The Port Authority building, which resides at 111 Eighth Avenue in New York’s Chelsea neighborhood, is almost 3 million square feet.
According to Wired, the building is so huge that it takes 20 minutes to walk around it once. “The size is all the more striking because in a densely packed city like New York, which is full of very tall buildings, it’s rare to find one that is so horizontally gigantic,” wrote Sam Gustin for Wired.
According to Wired, the building sits atop a vital area for fiber optic cable development. “The structure sits almost directly on top of where the Hudson Street/Ninth Avenue fiber highway makes a dog-leg to the right before heading northeast toward the Upper West Side,” Wired said.
In New York City, fiber optic cables are laid in bundles beneath the asphalt.
According to Wired, the previous owners of the building, Taconic Investment Partners, knew the location of the building would attract companies interested in fiber optic cable.
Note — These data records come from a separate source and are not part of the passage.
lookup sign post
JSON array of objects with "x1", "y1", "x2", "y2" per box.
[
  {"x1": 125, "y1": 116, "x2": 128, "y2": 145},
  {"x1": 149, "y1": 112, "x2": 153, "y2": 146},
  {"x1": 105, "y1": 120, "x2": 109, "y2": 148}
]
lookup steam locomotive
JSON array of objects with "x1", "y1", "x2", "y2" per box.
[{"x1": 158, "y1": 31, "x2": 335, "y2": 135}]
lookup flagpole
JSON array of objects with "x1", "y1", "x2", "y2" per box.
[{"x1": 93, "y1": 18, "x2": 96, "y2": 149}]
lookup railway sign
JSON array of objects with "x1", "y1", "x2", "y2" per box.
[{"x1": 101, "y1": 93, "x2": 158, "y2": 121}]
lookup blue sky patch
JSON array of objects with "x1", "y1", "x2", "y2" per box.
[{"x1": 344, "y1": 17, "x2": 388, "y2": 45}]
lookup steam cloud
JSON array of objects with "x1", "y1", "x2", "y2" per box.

To take advantage of this, they built a room in the building that allowed them to meet with potential customers using the fiber line.
“We believe that this is a great real estate investment in a thriving neighborhood and a fantastic city,” wrote David Radcliffe, Google vice president for real estate and workplace services, on the company’s blog. “Like the city, our New York office is a melting pot of cultures and ideas - it’s home to Googlers from more than 35 countries who speak more than 40 languages.”
Google’s efforts to take control of the fiber optic market expanded rapidly in 2010. The company launched a test network at Stanford University, providing fiber optic connectivity to university faculty and staff. The company also announced a contest to provide a fiber optic test network to applicant communities of its choice. However, it has not yet announced the winners of the contest.